Features

Hope Springs Eternal

In a series of recent delays and rule changes, this industry has won a few lately in the ongoing battle over regulatory issues.

In a series of recent delays and rule changes, this industry has won a few lately in the ongoing battle over regulatory issues.

HME providers working frantically to get physicians enrolled in the Provider Enrollment, Chain and Ownership System (PECOS) got some relief when CMS announced it would delay implementation of the requirement. Claims were originally scheduled to reject beginning Jan. 4, 2010, if the prescribing physicians or non-physician practitioners listed were not registered in the nationwide enrollment system.

CMS first pushed that date out to April 5 but, facing overwhelming enrollment problems (the AMA estimated 30 percent of all Medicare physicians and other health care practitioners were not in PECOS), announced last month it would delay again until Jan. 3, 2011.

In August, CMS unexpectedly added a section to its Program Integrity Manual revising the rules governing loan closets, or “stock-and-bill” arrangements, as the agency called them. The new provisions essentially would have prohibited providers' participation in closet arrangements by limiting billing for items only to the physician or non-physician practitioner. The new rules were to take effect in September of 2009 but were subsequently delayed until March of this year.
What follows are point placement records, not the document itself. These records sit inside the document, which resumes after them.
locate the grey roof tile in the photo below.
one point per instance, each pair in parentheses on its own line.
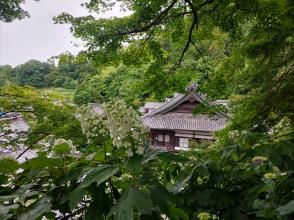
(185,122)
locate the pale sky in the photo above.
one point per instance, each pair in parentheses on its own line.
(38,37)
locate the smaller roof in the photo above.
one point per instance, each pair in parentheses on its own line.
(153,104)
(19,124)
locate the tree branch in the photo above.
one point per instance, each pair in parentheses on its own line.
(29,147)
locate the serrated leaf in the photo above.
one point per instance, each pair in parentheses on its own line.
(76,196)
(98,174)
(178,214)
(4,209)
(8,165)
(134,165)
(36,210)
(286,209)
(133,198)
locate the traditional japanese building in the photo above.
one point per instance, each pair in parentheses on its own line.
(172,123)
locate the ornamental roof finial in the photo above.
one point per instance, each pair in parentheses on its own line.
(193,87)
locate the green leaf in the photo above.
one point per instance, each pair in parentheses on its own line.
(134,165)
(36,210)
(178,214)
(8,165)
(133,198)
(94,213)
(286,209)
(76,196)
(4,209)
(98,174)
(100,154)
(42,162)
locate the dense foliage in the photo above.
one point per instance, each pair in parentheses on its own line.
(64,71)
(241,50)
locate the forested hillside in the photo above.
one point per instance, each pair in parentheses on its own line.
(100,166)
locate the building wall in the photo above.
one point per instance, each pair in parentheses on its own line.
(176,140)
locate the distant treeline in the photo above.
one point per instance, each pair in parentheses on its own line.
(64,71)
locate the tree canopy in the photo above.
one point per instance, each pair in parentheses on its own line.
(100,165)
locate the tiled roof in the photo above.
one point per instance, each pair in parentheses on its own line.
(153,104)
(98,108)
(175,101)
(18,124)
(180,121)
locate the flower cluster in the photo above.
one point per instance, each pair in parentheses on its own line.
(63,147)
(125,127)
(93,124)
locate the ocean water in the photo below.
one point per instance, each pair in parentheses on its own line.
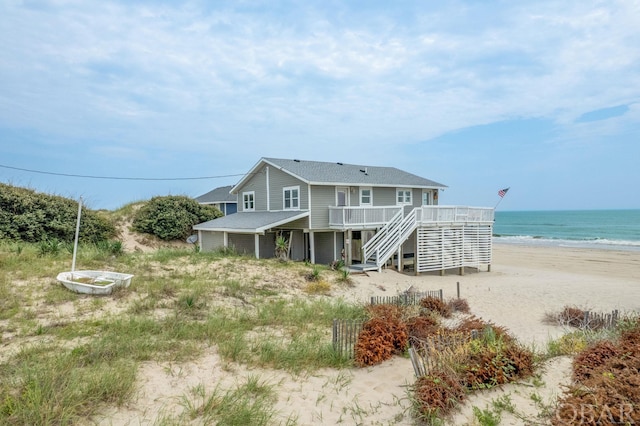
(605,229)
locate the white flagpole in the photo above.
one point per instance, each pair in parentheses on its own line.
(500,200)
(75,243)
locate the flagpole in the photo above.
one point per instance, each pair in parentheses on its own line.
(501,193)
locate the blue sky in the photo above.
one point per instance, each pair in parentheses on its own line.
(539,96)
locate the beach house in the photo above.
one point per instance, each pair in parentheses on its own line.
(366,216)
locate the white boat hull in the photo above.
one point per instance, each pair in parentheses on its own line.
(94,282)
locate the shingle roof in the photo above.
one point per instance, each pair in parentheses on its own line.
(218,195)
(250,222)
(318,172)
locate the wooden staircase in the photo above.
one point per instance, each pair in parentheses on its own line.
(388,240)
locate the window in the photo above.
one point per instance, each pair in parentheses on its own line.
(426,198)
(291,198)
(403,196)
(248,201)
(365,196)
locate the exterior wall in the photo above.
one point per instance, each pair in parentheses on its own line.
(324,247)
(298,249)
(384,196)
(279,180)
(297,224)
(257,183)
(210,240)
(321,198)
(230,208)
(242,243)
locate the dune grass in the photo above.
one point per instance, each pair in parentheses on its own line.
(67,368)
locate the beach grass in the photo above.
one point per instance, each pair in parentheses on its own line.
(177,306)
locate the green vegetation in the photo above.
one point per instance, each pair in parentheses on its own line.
(172,217)
(180,303)
(28,216)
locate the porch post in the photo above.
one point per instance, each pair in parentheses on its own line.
(335,245)
(312,247)
(256,240)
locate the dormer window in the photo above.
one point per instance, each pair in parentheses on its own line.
(403,196)
(248,201)
(365,197)
(291,198)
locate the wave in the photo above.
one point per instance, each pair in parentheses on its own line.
(583,243)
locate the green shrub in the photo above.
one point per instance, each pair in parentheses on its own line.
(172,217)
(26,215)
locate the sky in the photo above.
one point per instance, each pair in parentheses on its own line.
(177,98)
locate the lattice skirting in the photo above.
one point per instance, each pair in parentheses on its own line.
(445,247)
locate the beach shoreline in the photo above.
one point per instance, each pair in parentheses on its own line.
(524,284)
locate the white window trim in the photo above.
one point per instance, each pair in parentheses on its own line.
(367,188)
(245,201)
(404,201)
(284,197)
(429,200)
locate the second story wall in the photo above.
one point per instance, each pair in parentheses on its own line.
(278,180)
(384,196)
(321,198)
(256,184)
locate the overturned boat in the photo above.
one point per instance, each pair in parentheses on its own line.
(94,282)
(91,282)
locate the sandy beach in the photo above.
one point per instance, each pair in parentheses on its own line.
(524,283)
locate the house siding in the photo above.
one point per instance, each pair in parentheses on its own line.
(321,198)
(258,184)
(384,196)
(242,243)
(210,241)
(324,247)
(279,180)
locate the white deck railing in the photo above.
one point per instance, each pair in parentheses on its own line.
(347,217)
(362,217)
(454,214)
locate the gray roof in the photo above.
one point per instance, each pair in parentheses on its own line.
(218,195)
(251,222)
(319,172)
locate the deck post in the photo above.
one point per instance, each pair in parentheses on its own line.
(256,242)
(312,247)
(415,254)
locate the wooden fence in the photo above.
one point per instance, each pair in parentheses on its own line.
(435,351)
(406,298)
(345,336)
(345,332)
(599,320)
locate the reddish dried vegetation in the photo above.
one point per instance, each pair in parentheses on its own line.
(473,323)
(436,305)
(438,393)
(493,359)
(607,381)
(422,326)
(497,364)
(571,316)
(382,336)
(459,305)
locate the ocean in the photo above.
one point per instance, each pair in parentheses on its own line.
(604,229)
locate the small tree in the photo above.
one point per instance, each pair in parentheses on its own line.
(172,217)
(282,248)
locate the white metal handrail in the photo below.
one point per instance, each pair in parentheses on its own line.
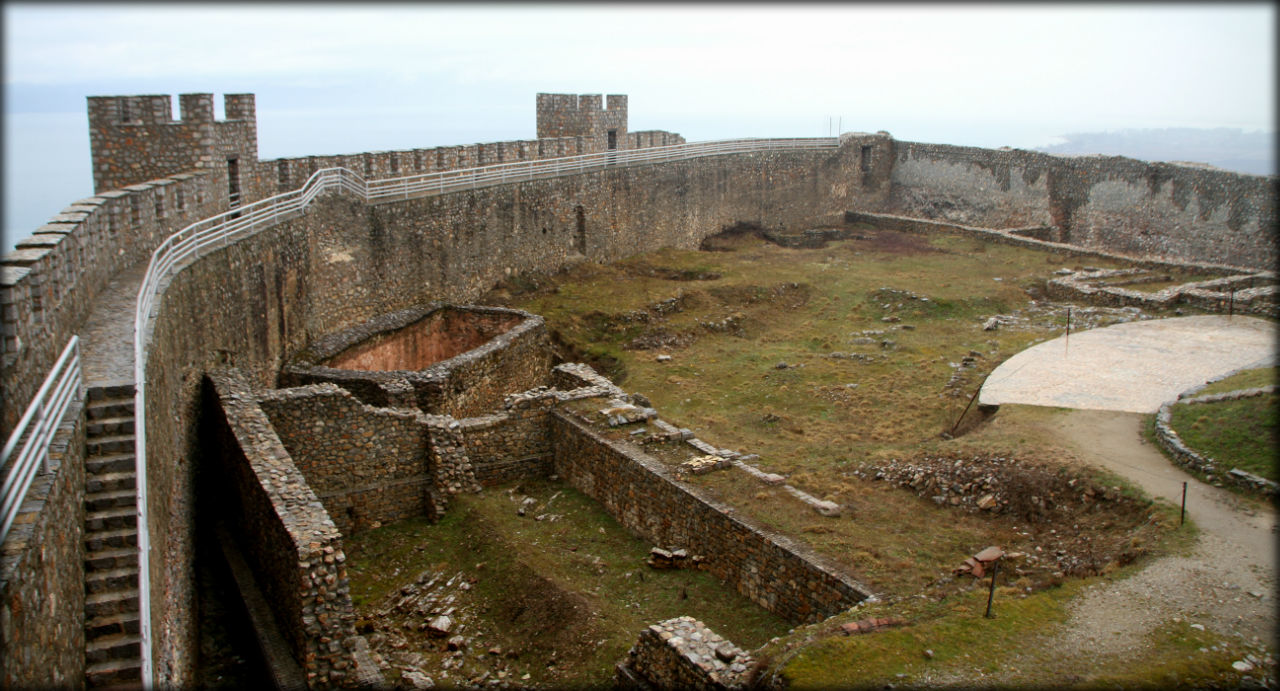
(216,232)
(471,178)
(37,426)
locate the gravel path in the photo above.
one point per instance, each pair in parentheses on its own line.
(1226,584)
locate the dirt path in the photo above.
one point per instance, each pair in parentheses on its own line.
(1226,584)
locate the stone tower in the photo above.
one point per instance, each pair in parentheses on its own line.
(135,138)
(572,115)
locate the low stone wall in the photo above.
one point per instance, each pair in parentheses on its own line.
(1189,458)
(1018,237)
(512,443)
(42,572)
(684,653)
(641,494)
(1246,293)
(369,466)
(292,545)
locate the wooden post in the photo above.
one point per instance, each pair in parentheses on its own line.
(1182,517)
(991,594)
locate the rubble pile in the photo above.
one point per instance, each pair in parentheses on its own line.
(426,635)
(1068,525)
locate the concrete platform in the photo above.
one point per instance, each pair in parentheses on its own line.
(1133,366)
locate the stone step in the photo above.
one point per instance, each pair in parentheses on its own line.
(118,390)
(115,673)
(108,426)
(110,407)
(110,444)
(112,558)
(108,483)
(112,462)
(109,520)
(108,539)
(103,500)
(113,648)
(113,579)
(112,625)
(117,602)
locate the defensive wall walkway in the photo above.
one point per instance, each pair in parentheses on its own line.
(113,351)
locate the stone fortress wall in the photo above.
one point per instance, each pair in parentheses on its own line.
(344,262)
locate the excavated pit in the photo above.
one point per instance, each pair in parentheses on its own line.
(440,335)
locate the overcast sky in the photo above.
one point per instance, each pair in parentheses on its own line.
(333,78)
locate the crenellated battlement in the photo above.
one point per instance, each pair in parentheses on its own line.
(135,138)
(572,115)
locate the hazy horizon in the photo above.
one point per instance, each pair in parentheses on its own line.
(343,79)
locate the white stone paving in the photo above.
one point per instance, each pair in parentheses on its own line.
(1133,366)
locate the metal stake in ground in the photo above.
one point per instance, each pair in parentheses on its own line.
(991,594)
(1066,339)
(1182,517)
(972,398)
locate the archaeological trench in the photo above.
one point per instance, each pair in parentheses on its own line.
(329,371)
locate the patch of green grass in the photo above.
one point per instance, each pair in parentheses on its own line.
(1248,379)
(955,630)
(1237,434)
(865,375)
(563,587)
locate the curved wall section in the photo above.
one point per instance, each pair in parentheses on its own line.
(1153,210)
(344,262)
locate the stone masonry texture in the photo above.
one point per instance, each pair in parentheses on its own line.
(42,572)
(287,536)
(343,262)
(641,493)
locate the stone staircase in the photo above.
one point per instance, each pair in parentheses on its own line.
(112,625)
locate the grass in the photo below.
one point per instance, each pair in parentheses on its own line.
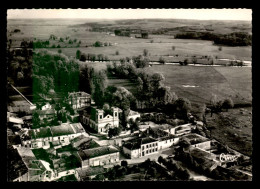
(233,128)
(161,46)
(222,81)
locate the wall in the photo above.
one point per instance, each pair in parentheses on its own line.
(165,144)
(105,159)
(151,149)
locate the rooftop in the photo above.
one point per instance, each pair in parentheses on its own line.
(89,171)
(95,152)
(131,113)
(137,142)
(195,138)
(64,129)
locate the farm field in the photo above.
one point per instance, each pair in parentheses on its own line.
(197,83)
(221,81)
(127,47)
(233,128)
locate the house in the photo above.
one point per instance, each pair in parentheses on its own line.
(57,135)
(140,147)
(198,141)
(38,170)
(99,156)
(181,130)
(82,142)
(133,115)
(48,114)
(78,100)
(16,168)
(100,122)
(165,139)
(87,173)
(46,106)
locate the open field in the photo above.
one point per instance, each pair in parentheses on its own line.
(222,81)
(233,82)
(127,47)
(233,128)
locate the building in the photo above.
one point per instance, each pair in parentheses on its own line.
(78,100)
(100,122)
(46,106)
(46,114)
(87,173)
(181,130)
(140,147)
(103,155)
(165,139)
(198,141)
(38,170)
(57,135)
(133,115)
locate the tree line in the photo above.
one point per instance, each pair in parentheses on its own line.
(231,39)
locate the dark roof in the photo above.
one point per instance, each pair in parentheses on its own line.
(15,164)
(95,152)
(195,138)
(64,129)
(45,112)
(14,139)
(40,133)
(89,171)
(136,143)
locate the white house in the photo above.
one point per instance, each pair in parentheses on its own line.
(140,147)
(133,115)
(58,135)
(100,122)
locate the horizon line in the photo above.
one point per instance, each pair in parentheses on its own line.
(133,19)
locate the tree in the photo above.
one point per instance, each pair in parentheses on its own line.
(227,104)
(194,60)
(160,159)
(78,54)
(124,163)
(122,98)
(161,60)
(152,171)
(184,143)
(145,52)
(99,177)
(186,62)
(182,107)
(83,57)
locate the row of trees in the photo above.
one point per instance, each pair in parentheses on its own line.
(156,93)
(231,39)
(54,71)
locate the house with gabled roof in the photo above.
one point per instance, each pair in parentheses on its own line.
(140,147)
(99,156)
(59,135)
(100,122)
(79,100)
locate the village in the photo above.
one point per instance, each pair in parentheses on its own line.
(85,146)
Then, in an instruction to its contractors last month, CMS rescinded the new closet rules for further review.

After the Office of Inspector General issued a special fraud alert on telemarketing in January, AAHomecare pointed out the OIG's interpretation would have prohibited an HME provider from contacting a Medicare beneficiary unless the beneficiary had given consent to do so. That meant even after a doctor prescribed an item of medical equipment, an HME provider couldn't call the beneficiary to arrange for its delivery without violating the telemarketing prohibitions.

But in an FAQ published in February, CMS clarified that HME providers actually don't engage in unsolicited telephone communication when they call beneficiaries to fill orders for DME (as long, of course, as certain stipulations are met).

In each case, the industry's providers ultimately got a reprieve. But these examples also point up how little regulators seem to understand about the home medical equipment business and the way it really works.